In computer terms the PT3/HEM DB sizes aren't very large at all. You should be able to store your DB and copies of all the HH files for a year in less than 250GB which is a very cheap disk size these days.
I would say that statement is relative. For a computer geek like myself you're right -- 250GB isn't much at all. But then again I have a total of 9 PCs, laptops, and servers within arm's reach in my home office, all with access to roughly 10
terabytes of storage, most of which is on a RAID5 NAS. And I still have a stack of 500GB drives on my desk from when I recently upgraded the NAS with 1TB drives.
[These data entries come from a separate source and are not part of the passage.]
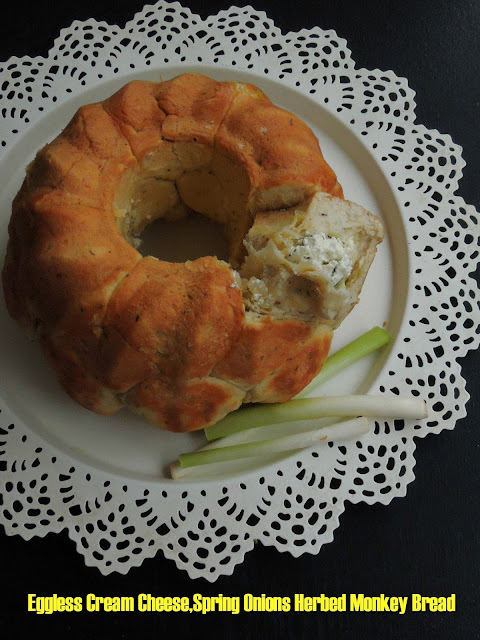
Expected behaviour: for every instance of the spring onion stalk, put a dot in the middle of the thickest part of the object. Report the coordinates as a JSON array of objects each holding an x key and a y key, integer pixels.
[
  {"x": 229, "y": 468},
  {"x": 347, "y": 355},
  {"x": 256, "y": 434},
  {"x": 291, "y": 443},
  {"x": 311, "y": 408}
]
I should note that none of this was for poker, however.
But for typical home users (and I'd say poker players) running more ordinary PC's (especially laptops) 250GB is not a small amount of data, either. A lot of home desktops don't even have 250GB drives in them. But as I mentioned above, if available space is a problem, the cost to upgrade is so low as to make it a non-issue for any serious player.
And if you are grinding multiple tables for a significant amount of time you will probably have invested in a fast multi-core processor and a hardware based RAID controller with a good cache size and 5 disks so that you get good DB response.
Jilly, maybe you're being a bit tongue-in-cheek here (and
if you are) but if not then I'd be surprised to find any poker player, I don't care how much they grind, using hardware RAID and 5 disks simply to play poker. And if so, I'd say they've been misguided. RAID simply doesn't do much for single-user desktop performance, including database operations. Benchmarks have shown that even RAID0 striping, the fastest but also most vulnerable and risky of RAID topologies, generally don't outperform modern, fast HDDs in desktop scenarios.
Just having a reasonably fast HDD is enough from a poker software performance standpoint. A mirrored array like RAID1 would be useful for data redundancy, not performance. But I agree that a fast CPU and lots of RAM
are important if you're multi-tabling and running a HUD, and especially so if you're also running TableNinja or a bunch of AHK scripts, because all of these going on at once are both CPU and RAM intensive. Otherwise you'll find your HUD and hot-keys lagging as you open up a lot of tables. Personally I do run an overclocked quad-core CPU with 8GB RAM, but RAID is confined to my NAS where nothing poker-related exists (other than videos and TV shows). My poker PC's single data drive, a 32MB cache 750GB SATA model, is more than fast enough to keep up with poker database I/O. Even my laptop, a relatively modest (by today's standards) dual-core 2.4Ghz with 4GB RAM and dual 200GB drives (not sure if they're even 7200rpm) handles database I/O just fine.